In a market flooded with AI companies chasing the next big thing, Plaud just proved that sometimes the smartest play is ditching the screen altogether.

The AI-powered notetaker startup has shipped over 2 million devices—including its signature Plaud Pins and credit-card-styled gadgets that clip to your phone—and just announced its subscription business has crossed $100 million in annualized revenue run rate. The company bet that professionals are tired of typing meeting notes on their laptops.

Co-founder and CEO Nathan Xu told TechCrunch the philosophy behind the bet: "The conversations that actually move things forward don't happen on a keyboard. We built the interface for the post-screen world. And the market validated it."
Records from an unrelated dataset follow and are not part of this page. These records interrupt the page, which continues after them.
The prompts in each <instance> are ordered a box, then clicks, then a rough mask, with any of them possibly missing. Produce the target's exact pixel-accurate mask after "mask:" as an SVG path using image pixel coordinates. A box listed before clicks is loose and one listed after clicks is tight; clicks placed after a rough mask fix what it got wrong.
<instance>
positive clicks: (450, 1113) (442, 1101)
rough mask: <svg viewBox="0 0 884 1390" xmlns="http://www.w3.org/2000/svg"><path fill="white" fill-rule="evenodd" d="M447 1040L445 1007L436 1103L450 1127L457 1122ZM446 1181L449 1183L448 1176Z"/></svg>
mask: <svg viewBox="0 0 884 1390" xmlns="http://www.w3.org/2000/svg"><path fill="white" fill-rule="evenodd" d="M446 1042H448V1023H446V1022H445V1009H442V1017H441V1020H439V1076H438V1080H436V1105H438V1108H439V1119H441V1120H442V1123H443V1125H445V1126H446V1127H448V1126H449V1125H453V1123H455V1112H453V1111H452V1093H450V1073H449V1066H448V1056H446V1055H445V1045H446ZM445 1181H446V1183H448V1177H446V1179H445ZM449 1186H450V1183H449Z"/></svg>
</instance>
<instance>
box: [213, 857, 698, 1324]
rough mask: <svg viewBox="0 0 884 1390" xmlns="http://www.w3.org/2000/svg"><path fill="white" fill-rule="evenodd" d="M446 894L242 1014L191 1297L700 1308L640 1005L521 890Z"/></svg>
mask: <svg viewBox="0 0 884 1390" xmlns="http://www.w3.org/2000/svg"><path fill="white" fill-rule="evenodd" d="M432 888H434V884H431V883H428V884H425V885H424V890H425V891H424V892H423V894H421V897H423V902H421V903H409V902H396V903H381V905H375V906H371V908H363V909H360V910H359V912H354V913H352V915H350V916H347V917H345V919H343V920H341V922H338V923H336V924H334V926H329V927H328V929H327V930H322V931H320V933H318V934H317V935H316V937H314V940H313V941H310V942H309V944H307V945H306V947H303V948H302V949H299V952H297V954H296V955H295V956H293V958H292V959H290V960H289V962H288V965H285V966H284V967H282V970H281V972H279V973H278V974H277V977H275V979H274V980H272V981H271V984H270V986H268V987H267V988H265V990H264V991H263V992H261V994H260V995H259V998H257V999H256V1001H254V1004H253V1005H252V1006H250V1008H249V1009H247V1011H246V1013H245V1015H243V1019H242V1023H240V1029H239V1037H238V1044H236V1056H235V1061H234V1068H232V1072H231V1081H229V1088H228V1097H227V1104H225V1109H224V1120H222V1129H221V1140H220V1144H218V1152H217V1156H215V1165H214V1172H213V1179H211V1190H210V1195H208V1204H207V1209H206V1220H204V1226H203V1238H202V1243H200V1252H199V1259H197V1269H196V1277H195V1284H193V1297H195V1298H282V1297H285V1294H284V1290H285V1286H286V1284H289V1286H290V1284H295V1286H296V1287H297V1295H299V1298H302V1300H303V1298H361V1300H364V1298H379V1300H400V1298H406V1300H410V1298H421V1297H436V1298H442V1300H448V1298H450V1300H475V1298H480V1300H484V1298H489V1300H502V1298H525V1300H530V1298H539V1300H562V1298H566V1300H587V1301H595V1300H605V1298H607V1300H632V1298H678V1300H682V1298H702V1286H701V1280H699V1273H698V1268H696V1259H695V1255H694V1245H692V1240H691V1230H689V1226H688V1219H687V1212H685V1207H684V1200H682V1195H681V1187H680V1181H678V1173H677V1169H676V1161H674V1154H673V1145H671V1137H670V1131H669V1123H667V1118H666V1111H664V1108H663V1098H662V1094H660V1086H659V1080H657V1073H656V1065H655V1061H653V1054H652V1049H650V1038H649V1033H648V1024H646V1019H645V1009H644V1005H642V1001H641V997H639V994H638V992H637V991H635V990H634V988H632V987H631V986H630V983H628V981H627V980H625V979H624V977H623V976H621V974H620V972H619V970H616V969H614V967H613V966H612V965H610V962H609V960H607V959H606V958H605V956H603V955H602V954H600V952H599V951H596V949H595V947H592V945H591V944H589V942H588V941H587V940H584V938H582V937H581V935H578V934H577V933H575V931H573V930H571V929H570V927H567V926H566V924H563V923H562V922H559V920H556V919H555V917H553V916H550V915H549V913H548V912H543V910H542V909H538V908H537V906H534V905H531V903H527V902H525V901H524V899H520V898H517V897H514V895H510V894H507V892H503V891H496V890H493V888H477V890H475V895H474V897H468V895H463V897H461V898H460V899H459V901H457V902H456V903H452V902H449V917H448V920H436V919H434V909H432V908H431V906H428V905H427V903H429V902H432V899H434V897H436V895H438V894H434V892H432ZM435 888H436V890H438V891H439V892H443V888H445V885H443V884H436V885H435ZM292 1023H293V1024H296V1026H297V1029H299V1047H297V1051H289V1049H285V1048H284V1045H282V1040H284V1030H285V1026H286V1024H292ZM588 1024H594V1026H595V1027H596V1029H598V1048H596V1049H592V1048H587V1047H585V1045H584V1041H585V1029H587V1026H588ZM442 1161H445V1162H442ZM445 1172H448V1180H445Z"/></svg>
Nearly 50% of device owners are paying for upgrades beyond the basic free plan. That's a conversion rate that most hardware companies would envy.

Plaud charges $179 for its Pro model and recently launched the Pin S at a similar price point. Users get 300 minutes of free transcription with every device. Power users who have back-to-back meetings hit that limit fast and upgrade to monthly or annual plans.

This year, Plaud released a desktop app for taking meeting notes via system audio and rolled out Plaud Teams with shared memory to target enterprises. Hardware is just the beginning.

Anker, Viaim, Vibe, and YC-backed Pocket are all moving into the meeting notetaker space. But Plaud's early mover advantage and that $100M ARR figure suggest the startup has already claimed significant ground.

While most AI companies fight for attention behind screens, Plaud found its market in the spaces between meetings.